En cette Journée mondiale de lutte contre le sida, je ressens un nouveau sentiment d’urgence et un regain d’énergie à tous les niveaux du partenariat auquel appartient le Fonds mondial de lutte contre le sida, la tuberculose et le paludisme. L’urgence au vu de la nécessité d’accélérer le mouvement — notre trajectoire actuelle ne nous mènera pas à l’objectif d’en finir avec ces épidémies d’ici 2030. Et l’énergie, en raison du succès de notre conférence de reconstitution des ressources organisée à Lyon en octobre dernier sous la conduite du Président français Emmanuel Macron et durant laquelle les donateurs ont accéléré le mouvement et promis une somme record de 14 milliards de dollars US. Cette somme est la plus importante jamais recueillie par le Fonds mondial, mais aussi au niveau international en faveur de la santé mondiale. Malgré le cynisme ambiant qui entoure le multilatéralisme et tous les appels pour que chacun s’occupe de ses propres affaires, le succès de la sixième reconstitution des ressources du Fonds mondial offre une puissante démonstration de la capacité de la communauté internationale à se rassembler pour régler des problèmes communs, répondre aux besoins des plus pauvres et des plus vulnérables et contribuer à un monde meilleur.

Nous devons à présent obtenir l’impact le plus marqué possible pour ces ressources supplémentaires. Nous le devons à nos donateurs et aux contribuables qu’ils représentent. Nous nous devons encore plus à ceux et celles qui sont touchés par le VIH, la tuberculose et le paludisme ou qui y sont vulnérables, de saisir cette occasion de changer radicalement le cours des épidémies.

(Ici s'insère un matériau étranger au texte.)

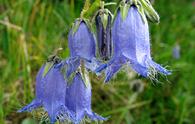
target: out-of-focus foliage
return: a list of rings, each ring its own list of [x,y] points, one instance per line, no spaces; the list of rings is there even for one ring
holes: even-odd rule
[[[93,109],[111,115],[106,124],[195,122],[195,1],[153,2],[161,22],[150,23],[152,56],[169,65],[173,74],[169,81],[152,83],[122,71],[108,85],[91,75]],[[64,48],[62,57],[69,55],[67,33],[83,4],[83,0],[0,0],[1,124],[35,123],[31,114],[16,111],[33,99],[35,76],[46,58],[58,47]],[[114,12],[115,7],[109,8]],[[172,56],[176,44],[179,59]],[[143,91],[135,92],[142,85]]]

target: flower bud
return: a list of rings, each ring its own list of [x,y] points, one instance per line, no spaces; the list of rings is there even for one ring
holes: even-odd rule
[[[107,9],[101,9],[95,17],[97,45],[100,59],[107,61],[112,56],[112,15]]]

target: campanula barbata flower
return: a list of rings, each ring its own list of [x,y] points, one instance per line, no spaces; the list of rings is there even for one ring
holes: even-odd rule
[[[88,75],[77,72],[72,83],[66,88],[66,107],[71,114],[71,120],[76,124],[80,123],[84,117],[91,120],[105,120],[105,118],[92,112],[91,109],[91,85]]]
[[[58,64],[51,67],[45,76],[43,76],[44,68],[45,65],[41,67],[36,77],[36,98],[19,112],[31,112],[43,107],[48,113],[50,122],[55,123],[57,118],[67,114],[65,106],[67,83]]]
[[[154,79],[157,72],[170,74],[151,58],[148,23],[143,20],[143,15],[140,15],[137,7],[130,6],[124,19],[120,11],[119,9],[117,12],[112,28],[113,58],[96,71],[100,72],[107,67],[105,82],[109,81],[126,63],[144,77]]]
[[[68,35],[68,46],[70,58],[73,58],[73,62],[70,60],[70,63],[83,60],[86,68],[91,71],[94,71],[100,64],[96,59],[95,37],[86,20],[78,19],[75,21]]]

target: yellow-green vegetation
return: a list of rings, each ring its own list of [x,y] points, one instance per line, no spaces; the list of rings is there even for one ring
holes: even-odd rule
[[[114,1],[119,2],[106,0]],[[195,1],[153,2],[161,18],[158,25],[150,23],[152,56],[173,74],[169,81],[151,82],[121,71],[110,84],[91,74],[92,107],[111,116],[105,124],[195,123]],[[47,57],[59,47],[61,57],[69,55],[67,34],[83,5],[83,0],[0,0],[0,124],[36,123],[37,115],[33,120],[16,111],[34,98],[35,76]],[[113,13],[114,8],[109,6]],[[172,56],[176,44],[179,59]]]

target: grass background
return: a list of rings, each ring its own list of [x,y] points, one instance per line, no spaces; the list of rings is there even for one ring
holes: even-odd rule
[[[0,0],[0,124],[37,123],[31,114],[16,111],[34,98],[35,76],[46,58],[60,46],[61,56],[69,55],[68,30],[83,4],[83,0]],[[195,1],[156,0],[154,7],[161,23],[150,23],[152,57],[169,65],[173,74],[169,82],[159,79],[160,84],[121,71],[108,85],[91,75],[93,110],[110,115],[105,124],[195,123]],[[112,12],[114,8],[110,7]],[[172,56],[176,44],[181,47],[180,59]],[[135,91],[131,87],[135,83],[143,91]]]

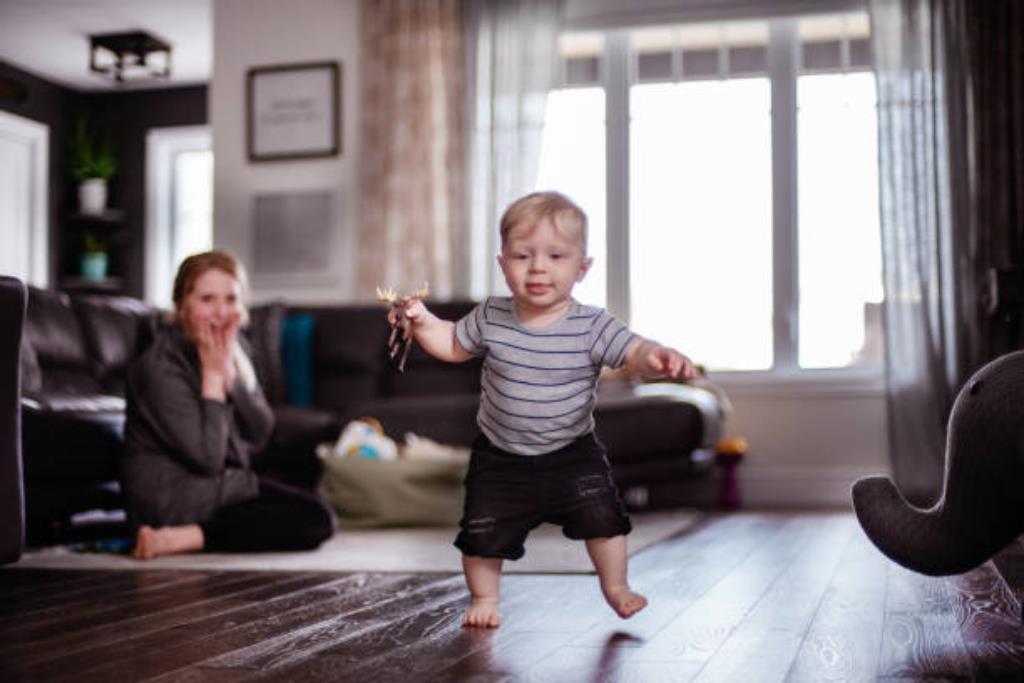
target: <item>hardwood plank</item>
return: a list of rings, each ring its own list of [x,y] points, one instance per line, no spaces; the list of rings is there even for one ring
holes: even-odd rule
[[[0,646],[0,655],[10,647],[86,632],[111,621],[152,614],[183,603],[212,600],[238,587],[263,585],[273,580],[275,577],[269,575],[196,574],[140,590],[119,590],[115,594],[122,597],[116,600],[76,602],[65,610],[51,608],[45,618],[37,614],[27,619],[22,628],[15,627],[13,631],[4,633],[0,641],[4,643]]]
[[[689,534],[664,541],[631,558],[631,581],[639,590],[658,596],[652,599],[652,606],[674,604],[689,594],[679,584],[690,585],[681,577],[694,579],[692,572],[683,571],[694,563],[694,558],[705,558],[704,564],[709,567],[717,566],[723,559],[727,562],[730,552],[742,552],[733,546],[743,538],[748,538],[749,542],[749,529],[767,524],[771,523],[738,515],[710,521]],[[723,531],[726,533],[721,533]],[[679,549],[682,546],[685,550]],[[686,557],[685,562],[680,562],[682,556]],[[532,665],[570,644],[573,647],[591,647],[594,643],[598,648],[629,647],[639,639],[634,635],[638,619],[652,609],[648,607],[637,617],[623,621],[605,603],[596,576],[517,575],[506,577],[504,590],[525,591],[529,600],[523,603],[519,613],[504,619],[501,630],[525,633],[529,637],[510,635],[493,639],[487,643],[485,656],[469,652],[465,661],[456,660],[447,669],[435,673],[435,678],[458,680],[455,672],[468,667],[474,675],[484,675],[488,680],[496,677],[500,680],[501,675],[518,679],[527,676]],[[657,623],[657,620],[650,623]],[[571,651],[570,655],[576,657],[579,653]],[[482,662],[486,661],[494,662],[498,668],[481,670]],[[536,678],[543,674],[530,675]]]
[[[1024,680],[994,564],[906,572],[846,512],[711,515],[630,574],[634,619],[594,575],[516,574],[480,630],[452,574],[8,568],[0,681]]]
[[[1024,628],[1020,603],[1005,576],[986,562],[946,581],[959,615],[960,636],[983,680],[1024,678]]]
[[[915,574],[890,562],[879,677],[973,676],[946,579]]]
[[[209,574],[217,574],[214,572]],[[201,581],[194,572],[183,571],[111,571],[98,572],[96,581],[62,590],[41,590],[14,597],[0,607],[0,640],[12,631],[19,631],[38,621],[46,622],[54,615],[73,613],[93,605],[105,596],[160,590],[167,585]]]
[[[131,591],[181,580],[181,572],[162,570],[91,570],[68,573],[68,580],[47,582],[44,584],[45,590],[42,590],[43,587],[26,586],[26,590],[9,595],[0,603],[0,628],[43,610],[65,609],[74,602],[84,604],[112,591]]]
[[[1013,613],[1018,621],[1024,620],[1024,538],[1018,537],[1012,543],[996,553],[992,565],[1010,594]]]
[[[20,645],[0,646],[0,658],[17,659],[28,667],[44,661],[57,666],[53,653],[59,652],[67,661],[72,654],[102,648],[110,642],[124,641],[188,624],[203,618],[227,614],[252,604],[279,598],[295,591],[339,581],[336,574],[245,573],[243,580],[222,587],[215,597],[198,601],[172,602],[164,609],[133,610],[131,614],[108,611],[103,623],[74,633],[60,633],[50,638]],[[82,661],[77,661],[81,667]],[[69,668],[77,668],[70,667]]]
[[[656,546],[642,562],[631,563],[630,568],[630,582],[648,597],[647,608],[623,621],[606,607],[600,621],[576,638],[572,645],[596,648],[608,647],[609,643],[614,643],[615,647],[645,646],[729,568],[767,542],[785,523],[779,517],[722,517],[693,537],[681,537]],[[603,600],[600,593],[598,596]],[[619,633],[628,633],[631,637],[615,638]]]
[[[874,681],[889,560],[854,532],[787,681]]]
[[[694,680],[785,678],[856,526],[849,515],[805,519],[812,523],[809,539]]]
[[[420,586],[430,579],[407,575],[341,576],[336,582],[286,593],[224,614],[204,616],[171,628],[115,641],[55,663],[76,672],[76,680],[132,680],[159,676],[210,657],[287,634],[319,619],[365,607]],[[46,665],[29,673],[48,673]]]
[[[754,523],[748,524],[751,521]],[[589,680],[590,675],[609,680],[632,678],[633,668],[623,668],[624,663],[643,657],[647,648],[662,637],[667,622],[686,612],[757,548],[771,544],[782,528],[792,526],[782,517],[721,518],[707,529],[708,536],[715,539],[711,546],[701,548],[699,538],[678,539],[665,546],[659,559],[662,568],[670,571],[650,586],[652,602],[647,610],[628,621],[604,621],[603,628],[589,629],[584,637],[574,639],[567,647],[529,669],[526,678],[558,681]],[[638,587],[641,586],[638,584]],[[652,609],[654,605],[661,608]],[[644,623],[642,618],[648,610],[652,618]],[[595,635],[599,633],[603,640],[596,641]],[[584,666],[577,667],[574,662],[580,661]]]
[[[103,570],[28,569],[14,567],[0,568],[0,601],[6,602],[15,595],[38,593],[39,588],[66,588],[75,584],[83,585],[104,580]]]
[[[216,648],[204,642],[202,647],[193,646],[187,657],[177,658],[174,669],[187,665],[187,675],[165,669],[168,673],[155,680],[203,680],[210,669],[226,670],[219,675],[270,673],[349,638],[386,627],[396,614],[399,618],[411,616],[464,598],[461,577],[394,575],[381,580],[389,578],[393,582],[389,586],[374,585],[363,594],[357,593],[348,600],[342,598],[327,608],[322,604],[308,605],[284,615],[291,616],[290,619],[267,618],[251,624],[244,634],[231,634],[243,637],[225,639],[228,634],[220,633],[217,640],[223,642]],[[220,652],[210,656],[214,649]],[[206,656],[197,657],[200,651]]]
[[[676,680],[688,680],[714,654],[724,638],[743,619],[752,606],[776,580],[813,532],[807,520],[781,520],[748,539],[747,552],[729,562],[698,561],[687,573],[701,572],[705,581],[694,599],[682,606],[675,618],[657,635],[642,644],[627,658],[615,680],[632,678],[632,671],[658,667],[639,667],[637,662],[673,662]],[[756,543],[752,542],[755,541]]]

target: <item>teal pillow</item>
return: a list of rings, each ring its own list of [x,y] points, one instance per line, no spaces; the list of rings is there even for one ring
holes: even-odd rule
[[[313,326],[310,313],[289,315],[281,326],[281,357],[288,404],[313,404]]]

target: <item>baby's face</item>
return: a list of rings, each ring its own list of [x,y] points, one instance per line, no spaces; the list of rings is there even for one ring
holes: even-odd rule
[[[586,275],[590,259],[582,235],[567,235],[544,220],[513,228],[498,264],[520,313],[543,314],[568,307],[572,288]]]

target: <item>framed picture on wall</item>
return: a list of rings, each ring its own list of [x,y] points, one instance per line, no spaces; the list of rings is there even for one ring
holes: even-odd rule
[[[341,67],[337,62],[249,69],[250,161],[311,159],[341,152]]]

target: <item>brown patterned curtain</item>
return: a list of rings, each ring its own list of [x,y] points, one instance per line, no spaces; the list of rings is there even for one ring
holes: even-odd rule
[[[465,262],[460,0],[364,0],[357,296],[452,296]]]

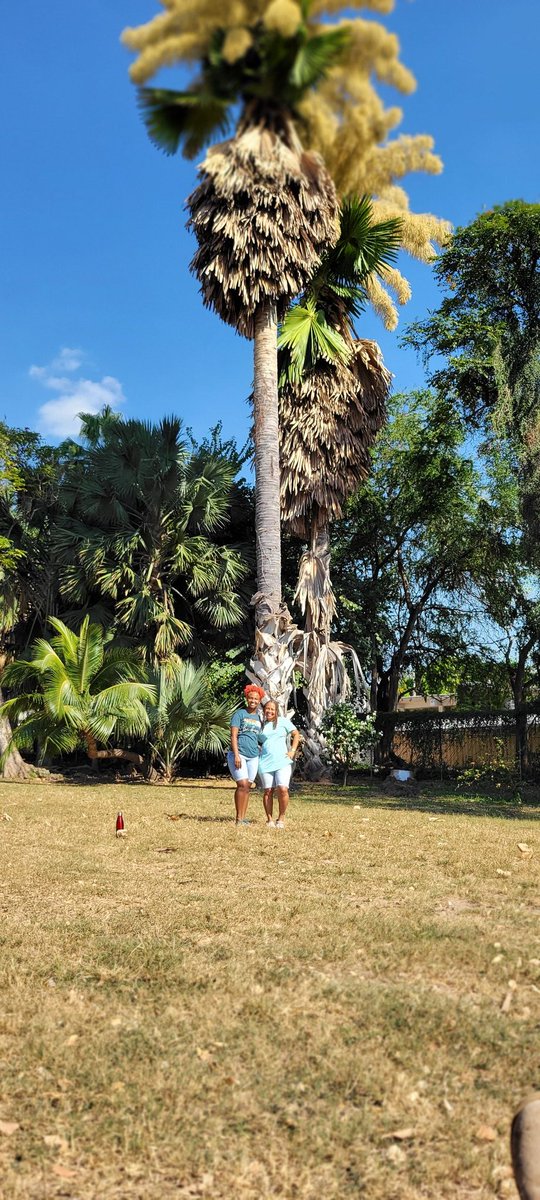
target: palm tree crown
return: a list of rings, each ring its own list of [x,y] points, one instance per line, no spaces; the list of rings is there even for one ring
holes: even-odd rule
[[[282,517],[298,536],[340,517],[369,468],[385,417],[390,374],[354,321],[366,283],[393,262],[396,220],[374,222],[371,201],[348,197],[338,242],[325,255],[280,333]]]
[[[176,418],[107,418],[89,433],[57,533],[66,598],[85,607],[109,599],[109,620],[155,661],[193,644],[201,620],[238,623],[246,567],[238,550],[219,544],[235,465],[190,452]]]

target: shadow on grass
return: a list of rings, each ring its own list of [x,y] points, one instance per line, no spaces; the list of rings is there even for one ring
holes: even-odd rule
[[[474,796],[463,792],[450,791],[448,785],[422,784],[416,794],[391,795],[379,790],[376,785],[368,783],[354,784],[342,788],[337,785],[329,788],[328,784],[313,785],[304,783],[297,785],[296,793],[302,800],[310,800],[317,804],[336,804],[351,807],[361,804],[362,808],[386,808],[390,811],[426,812],[436,816],[460,815],[474,817],[506,817],[508,820],[526,821],[540,818],[540,799],[538,794],[533,800],[523,803],[516,800],[495,797],[490,794],[476,793]]]
[[[202,813],[164,813],[169,821],[204,821],[207,825],[234,825],[234,813],[230,817],[210,817]]]

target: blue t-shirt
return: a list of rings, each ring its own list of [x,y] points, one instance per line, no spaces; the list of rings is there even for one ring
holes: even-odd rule
[[[282,767],[291,766],[287,735],[294,733],[294,730],[295,726],[288,717],[278,717],[275,729],[273,721],[267,721],[266,725],[263,725],[259,771],[270,774],[272,771],[281,771]]]
[[[244,758],[259,757],[261,718],[257,712],[239,708],[231,720],[231,728],[238,729],[238,750]]]

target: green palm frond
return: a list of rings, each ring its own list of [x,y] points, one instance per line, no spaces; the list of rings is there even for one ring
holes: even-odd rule
[[[324,79],[349,42],[350,32],[346,26],[331,29],[328,33],[319,34],[303,42],[289,76],[300,99]]]
[[[230,128],[230,100],[211,92],[145,87],[139,89],[138,100],[148,135],[165,154],[176,154],[182,147],[186,158],[194,158]]]
[[[67,625],[64,625],[64,622],[60,621],[58,617],[49,617],[49,625],[56,630],[56,637],[51,638],[50,642],[53,650],[65,662],[76,663],[79,650],[79,637],[77,634],[72,629],[68,629]],[[88,620],[86,619],[87,626]],[[81,632],[83,628],[84,622],[83,626],[81,626]]]
[[[289,309],[278,345],[288,352],[287,377],[291,382],[299,381],[304,371],[321,358],[347,363],[351,356],[345,339],[328,323],[323,309],[311,296]]]
[[[399,218],[375,221],[369,196],[348,196],[341,208],[339,239],[324,259],[319,277],[328,286],[365,283],[370,275],[395,262],[400,240]]]
[[[139,713],[141,706],[154,704],[155,699],[156,689],[151,683],[114,683],[92,698],[92,712]]]

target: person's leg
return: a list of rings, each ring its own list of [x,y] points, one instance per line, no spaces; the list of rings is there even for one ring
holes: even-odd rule
[[[249,793],[251,791],[251,783],[249,779],[239,779],[234,793],[234,805],[236,808],[236,820],[244,821],[249,803]]]
[[[291,781],[291,768],[284,767],[275,773],[276,791],[279,804],[278,827],[283,828],[285,825],[285,813],[289,805],[289,783]]]
[[[272,810],[274,807],[274,776],[267,771],[260,771],[259,781],[263,788],[263,807],[268,823],[272,821]]]
[[[287,807],[289,804],[289,789],[286,787],[278,787],[277,788],[277,798],[278,798],[278,804],[279,804],[278,821],[283,821],[283,823],[284,823],[285,813],[287,812]]]
[[[251,761],[252,760],[248,759],[248,758],[244,758],[243,754],[240,754],[239,757],[240,757],[240,761],[241,761],[241,766],[235,767],[234,754],[233,754],[232,750],[229,750],[229,753],[227,755],[227,764],[229,767],[229,772],[231,774],[231,777],[234,779],[234,782],[236,783],[236,788],[234,791],[234,807],[236,809],[236,824],[238,824],[239,821],[245,820],[247,806],[248,806],[248,802],[249,802],[251,779],[253,776],[253,770],[251,769]],[[254,763],[257,763],[258,759],[254,759],[253,761],[254,761]]]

Nous sommes à une étape cruciale de la lutte contre le VIH. Avec la généralisation à grande échelle des traitements antirétroviraux, nous sauvons des millions de vies, mais le nombre total de nouvelles infections à VIH reste inacceptable : 1,7 million de personnes ont été infectées par le VIH en 2018. De plus, même si nous réussissons à fournir des médicaments vitaux aux patients, beaucoup de personnes sont diagnostiquées alors que la maladie en est déjà à un stade avancé. Nous avons réalisé de nombreux progrès, mais le monde n’atteindra pas les objectifs de l’ONUSIDA de réduire à moins de 500 000 le nombre de personnes infectées ainsi que le nombre de décès chaque année à l’horizon 2020.

Fournir un traitement antirétroviral aux personnes qui sont infectées par le VIH sauve des vies, mais cela fait également partie intégrante de la stratégie visant à réduire le nombre de nouvelles infections à VIH. Un traitement efficace qui parvient à supprimer la charge virale aboutit à l’équation « indétectable = non transmissible ». Cependant, pour réduire plus rapidement le nombre de nouvelles infections, nous devons nous attaquer au taux obstinément élevé de nouvelles infections à VIH chez les adolescentes et les jeunes femmes, ainsi qu’à la prévalence extrêmement forte du virus parmi les populations-clés, deux éléments qui résultent des obstacles persistants liés au genre et aux droits humains.

Lorsque les droits des femmes sont violés et que les populations-clés, comme les travailleurs et travailleuses du sexe et les hommes ayant des rapports sexuels avec des hommes, vivent dans un climat de peur, ces personnes ne sont pas en mesure d’accéder au traitement du VIH ni aux services de soins de santé dont elles ont besoin. Elles n’ont pas non plus la possibilité d’observer un traitement.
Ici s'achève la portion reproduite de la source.